Am heutigen 1. März 2010 wird die Browserwahl für Windows-Systeme in Großbritannien, Belgien und Frankreich aktiviert. Deutschland folgt am 17. März 2010 . Ein Update für Windows integriert die Browserwahl und gilt für alle Windows-Nutzer, die den Internet Explorer als Standardbrowser verwenden. Sie erhalten dann einen Hinweis, dass es weitere Browser für Windows gibt und bekommen die Alternativen aufgelistet. Dazu gehört neben Firefox, Safari und Chrome auch Opera.

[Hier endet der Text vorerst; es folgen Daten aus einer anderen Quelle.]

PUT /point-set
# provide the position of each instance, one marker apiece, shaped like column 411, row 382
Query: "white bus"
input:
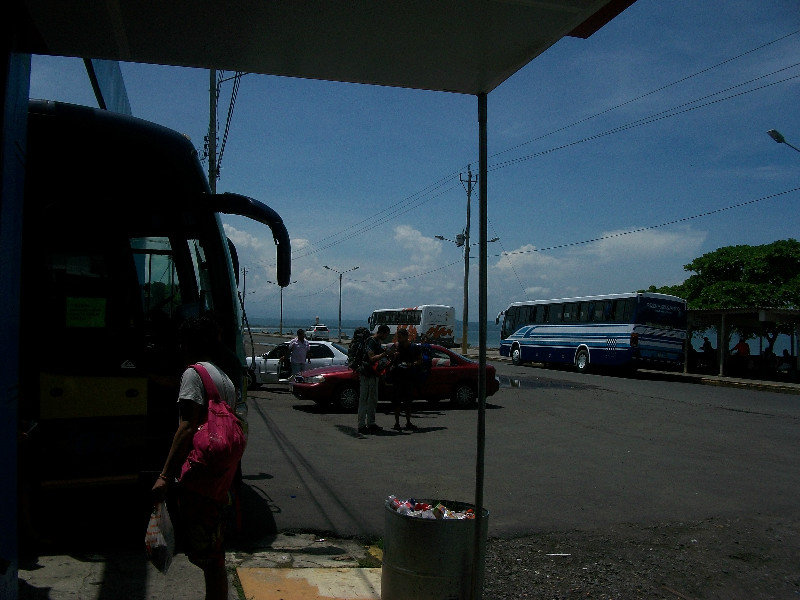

In den letzten vier Release Candidates (RC) wurden Programmfehler in Opera 10.50 für Windows beseitigt. Der letzte Release Candidate erschien in den frühen Morgenstunden, nachdem der RC3 in der Nacht von Sonntag auf Montag veröffentlicht worden war.
Opera 10.50 erhält eine überarbeitete Bedienoberfläche mit neuartiger Menüstruktur, wobei alle Dialoge nonmodal arbeiten. Ferner gibt es eine deutlich schnellere Javascript-Engine und die Rendering-Engine wurde optimiert. Opera 10.50 unterstützt Aero Peek sowie die Sprunglisten von Windows 7 . Zu den neuen Funktionen gehört zudem ein Privatsurfenmodus, in dem der Browser weder Cookies anlegt noch die aufgerufenen Webseiten im Verlauf aufführt. Außerdem funktionieren Widgets nun unabhängig vom Browser und die Suchfunktionen wurden verbessert. Unerwünschte Einträge im Adress- und Suchfeld lassen sich dann mit einem Mausklick entfernen.
Opera 10.50 Release Candidate 4 steht für Testzwecke für Windows als Download(öffnet im neuen Fenster) bereit. Hierbei handelt es sich um eine Vorversion, die noch Fehler enthalten kann, so dass der Browser nicht auf Produktivsystemen eingesetzt werden sollte. Wann die finale Version von Opera 10.50 für Windows erscheint, ist nicht bekannt.